Tax Planning 101: Buy, Borrow, Die

Every fan of Christopher Nolan knows that any good magic trick contains three acts. The first act is the pledge, where the magician does something ordinary. Then comes the turn, where the ordinary becomes extraordinary. The third act is the prestige, returning the extraordinary to the ordinary.

In order to avoid taxation using Buy, Borrow, Die, an American must first have enough money to invest in appreciating assets. Broadly invested assets often provide at least 3% growth every year after inflation, which means that $2 Million invested provides an annual passive income of about $60,000, the median American household salary. $10 Million invested provides approximately an annual passive income of $300,000, which is well into the 90th percentile of earners. This is gained through no effort of the investor. If the taxpayer sells these gains as she receives them, then she will pay capital gains taxes. (already a lower rate than the normal income rates)

By using this strategy, our Patriotic American Citizens don’t even need to pay the lower capital gains taxes. Instead, they can peacefully protest the American government’s oppressive taxation regime, leaving the expense of roads and hospitals and public education to their less-propertied counterparts, instead spending their wealth on hard-earned vacations and yachts.

The Pledge: Buy

The first act of this magic trick is very simple. Our Patriotic American Citizen takes their hard-inherited wealth and buys appreciating assets. $10,000,000 inherited will usually provide at least $600,000 in gains, approximately $300,000 of which will be saved so that the fund grows with inflation, leaving $300,000 of income (which grows with inflation, because the other $300,000 is saved). But that is not sold; the first step is buy, not sell.

The Turn: Borrow

The second act is also very simple. Our Patriotic American Citizen now wants to spend her $300,000 in income from above, which logically would mean selling the gains and paying 15% capital gains taxes on their income.

The Patriotic American Citizen here turns the ordinary (spending $300,000 in capital gains) into the extraordinary by withdrawing $300,000 in debt. By doing so, she has avoided paying taxes this year on her capital gains, because they have not been sold and are therefore unrealized, and she has avoided paying taxes on the debt because debt is not taxed. She has paid no taxes this year, despite spending the $300,000 in appreciation of her assets.

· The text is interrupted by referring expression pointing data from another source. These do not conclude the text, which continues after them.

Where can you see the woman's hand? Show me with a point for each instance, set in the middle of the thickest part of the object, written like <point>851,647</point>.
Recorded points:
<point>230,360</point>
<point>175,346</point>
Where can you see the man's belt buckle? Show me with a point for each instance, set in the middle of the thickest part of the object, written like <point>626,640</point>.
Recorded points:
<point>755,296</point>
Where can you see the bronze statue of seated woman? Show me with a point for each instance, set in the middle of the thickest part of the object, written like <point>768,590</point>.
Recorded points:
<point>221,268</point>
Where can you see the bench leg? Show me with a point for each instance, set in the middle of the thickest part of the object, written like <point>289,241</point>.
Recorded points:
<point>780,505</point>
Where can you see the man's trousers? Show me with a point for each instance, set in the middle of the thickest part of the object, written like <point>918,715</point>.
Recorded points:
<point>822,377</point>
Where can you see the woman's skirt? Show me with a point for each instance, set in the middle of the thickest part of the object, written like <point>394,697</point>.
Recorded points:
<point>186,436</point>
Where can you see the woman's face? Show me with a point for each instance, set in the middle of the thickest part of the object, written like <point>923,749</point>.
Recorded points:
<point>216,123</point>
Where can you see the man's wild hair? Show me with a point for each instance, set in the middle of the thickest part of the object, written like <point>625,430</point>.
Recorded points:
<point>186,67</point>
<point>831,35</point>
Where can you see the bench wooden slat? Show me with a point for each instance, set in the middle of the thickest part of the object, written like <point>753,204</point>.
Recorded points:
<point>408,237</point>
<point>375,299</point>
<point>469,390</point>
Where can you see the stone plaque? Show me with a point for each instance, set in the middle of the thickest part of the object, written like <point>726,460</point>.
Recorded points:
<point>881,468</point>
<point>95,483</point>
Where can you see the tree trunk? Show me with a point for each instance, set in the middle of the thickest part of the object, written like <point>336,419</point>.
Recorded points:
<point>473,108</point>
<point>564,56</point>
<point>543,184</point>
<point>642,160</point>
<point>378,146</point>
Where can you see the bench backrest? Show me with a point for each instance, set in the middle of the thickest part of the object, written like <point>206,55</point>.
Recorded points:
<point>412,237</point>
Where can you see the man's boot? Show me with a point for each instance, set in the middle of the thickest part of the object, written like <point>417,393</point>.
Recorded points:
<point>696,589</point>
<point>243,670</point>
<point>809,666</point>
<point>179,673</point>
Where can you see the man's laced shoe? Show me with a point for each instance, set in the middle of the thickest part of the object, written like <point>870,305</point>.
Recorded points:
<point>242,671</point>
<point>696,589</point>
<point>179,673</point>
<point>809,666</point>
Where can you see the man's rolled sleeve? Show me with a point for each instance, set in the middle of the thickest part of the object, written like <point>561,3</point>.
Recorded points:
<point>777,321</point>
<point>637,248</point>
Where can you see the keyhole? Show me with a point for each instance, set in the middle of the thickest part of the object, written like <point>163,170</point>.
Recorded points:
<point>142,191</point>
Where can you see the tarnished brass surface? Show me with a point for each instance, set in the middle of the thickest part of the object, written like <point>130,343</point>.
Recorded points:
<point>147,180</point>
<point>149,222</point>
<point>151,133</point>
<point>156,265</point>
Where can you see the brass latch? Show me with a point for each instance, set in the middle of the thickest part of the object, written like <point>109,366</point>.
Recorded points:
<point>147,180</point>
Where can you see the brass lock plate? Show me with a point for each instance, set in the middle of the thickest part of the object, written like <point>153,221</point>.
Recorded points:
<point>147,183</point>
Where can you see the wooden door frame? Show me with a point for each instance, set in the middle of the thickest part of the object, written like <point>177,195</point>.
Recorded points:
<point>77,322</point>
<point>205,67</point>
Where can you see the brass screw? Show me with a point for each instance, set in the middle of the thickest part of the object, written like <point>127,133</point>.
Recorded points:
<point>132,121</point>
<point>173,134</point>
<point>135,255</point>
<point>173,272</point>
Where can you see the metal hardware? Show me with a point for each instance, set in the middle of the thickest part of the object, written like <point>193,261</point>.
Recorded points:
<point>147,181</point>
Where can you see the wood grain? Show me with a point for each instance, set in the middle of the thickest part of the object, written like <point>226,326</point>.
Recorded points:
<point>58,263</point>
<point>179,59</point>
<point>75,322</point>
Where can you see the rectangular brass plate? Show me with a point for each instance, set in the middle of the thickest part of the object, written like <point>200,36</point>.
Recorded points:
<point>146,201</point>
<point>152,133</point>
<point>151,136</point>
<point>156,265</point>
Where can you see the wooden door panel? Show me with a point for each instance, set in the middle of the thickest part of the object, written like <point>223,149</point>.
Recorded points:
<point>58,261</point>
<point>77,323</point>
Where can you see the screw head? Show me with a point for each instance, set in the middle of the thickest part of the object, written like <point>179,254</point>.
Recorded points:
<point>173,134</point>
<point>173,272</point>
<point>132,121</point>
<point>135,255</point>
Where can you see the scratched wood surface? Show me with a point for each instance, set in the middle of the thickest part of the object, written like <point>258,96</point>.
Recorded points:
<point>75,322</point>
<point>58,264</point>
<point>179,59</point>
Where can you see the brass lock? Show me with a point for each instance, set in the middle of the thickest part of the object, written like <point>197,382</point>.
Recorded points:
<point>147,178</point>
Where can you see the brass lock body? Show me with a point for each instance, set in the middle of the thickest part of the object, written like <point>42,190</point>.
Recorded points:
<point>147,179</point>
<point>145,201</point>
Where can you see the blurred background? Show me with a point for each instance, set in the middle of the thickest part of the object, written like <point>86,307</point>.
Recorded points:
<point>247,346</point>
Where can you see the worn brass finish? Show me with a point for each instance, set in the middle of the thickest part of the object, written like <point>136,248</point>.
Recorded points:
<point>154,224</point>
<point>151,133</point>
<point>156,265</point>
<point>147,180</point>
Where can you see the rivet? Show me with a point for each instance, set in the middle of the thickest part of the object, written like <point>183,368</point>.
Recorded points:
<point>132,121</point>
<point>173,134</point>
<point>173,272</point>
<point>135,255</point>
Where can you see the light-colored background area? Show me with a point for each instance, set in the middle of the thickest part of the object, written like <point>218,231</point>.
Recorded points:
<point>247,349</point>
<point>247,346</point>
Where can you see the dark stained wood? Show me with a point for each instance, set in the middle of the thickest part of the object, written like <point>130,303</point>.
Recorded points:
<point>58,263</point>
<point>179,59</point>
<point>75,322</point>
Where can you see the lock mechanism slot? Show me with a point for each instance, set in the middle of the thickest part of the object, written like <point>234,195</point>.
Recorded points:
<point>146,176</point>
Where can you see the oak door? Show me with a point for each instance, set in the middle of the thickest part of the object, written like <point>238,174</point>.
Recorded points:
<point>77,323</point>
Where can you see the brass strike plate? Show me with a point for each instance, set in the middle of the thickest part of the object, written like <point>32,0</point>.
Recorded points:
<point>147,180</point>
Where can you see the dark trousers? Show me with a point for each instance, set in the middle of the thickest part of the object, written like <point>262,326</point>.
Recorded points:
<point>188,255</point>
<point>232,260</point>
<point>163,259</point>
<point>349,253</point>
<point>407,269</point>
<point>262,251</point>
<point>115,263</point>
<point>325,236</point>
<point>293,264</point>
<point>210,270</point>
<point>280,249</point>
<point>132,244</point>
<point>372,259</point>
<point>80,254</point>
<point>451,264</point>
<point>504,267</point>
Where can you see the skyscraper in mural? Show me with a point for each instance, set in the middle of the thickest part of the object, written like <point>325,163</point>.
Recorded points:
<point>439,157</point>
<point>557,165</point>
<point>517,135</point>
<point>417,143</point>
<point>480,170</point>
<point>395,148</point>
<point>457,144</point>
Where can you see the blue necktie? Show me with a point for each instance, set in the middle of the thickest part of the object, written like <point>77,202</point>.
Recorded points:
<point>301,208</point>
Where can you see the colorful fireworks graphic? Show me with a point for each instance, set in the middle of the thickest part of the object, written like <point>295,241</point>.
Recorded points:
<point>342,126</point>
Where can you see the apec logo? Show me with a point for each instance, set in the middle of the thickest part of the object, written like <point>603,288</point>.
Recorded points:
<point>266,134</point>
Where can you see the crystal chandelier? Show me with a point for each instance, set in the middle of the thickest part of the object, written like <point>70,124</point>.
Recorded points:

This part of the trick is repeated every year, until it is time for the final act.

The Prestige: Die

Our Patriotic American Citizen has allowed her unrealized gains to accumulated over the course of her life. This should mean that they are all taxed when they are finally sold, but therein lies the final sleight of hand; they are never sold. Instead, the Patriotic American Citizen dies, still owning the assets.

At this point, the extraordinary again becomes the ordinary. The appreciated assets are now at a stepped-up basis, washing away the unrealized gains. They are then sold, without any built-in taxes, so the estate pays no taxes on the total amount, including not only the initial investment but also the appreciation of the asset. The estate then uses the appreciation of the assets to pay off the debt. The principal remains.

The result, therefore, is a life without taxes. The principal investment provides, through appreciation, additional wealth, which the Patriotic American Citizen then matches in debt. When the Patriotic American Citizen dies, the whole wealth is sold, tax-free, and the debt is paid with the tax-free proceeds. The principal remains and is invested for the descendants of our Patriotic American Citizen, who will follow Buy/Borrow/Die in order to avoid paying taxes on their income from these investments.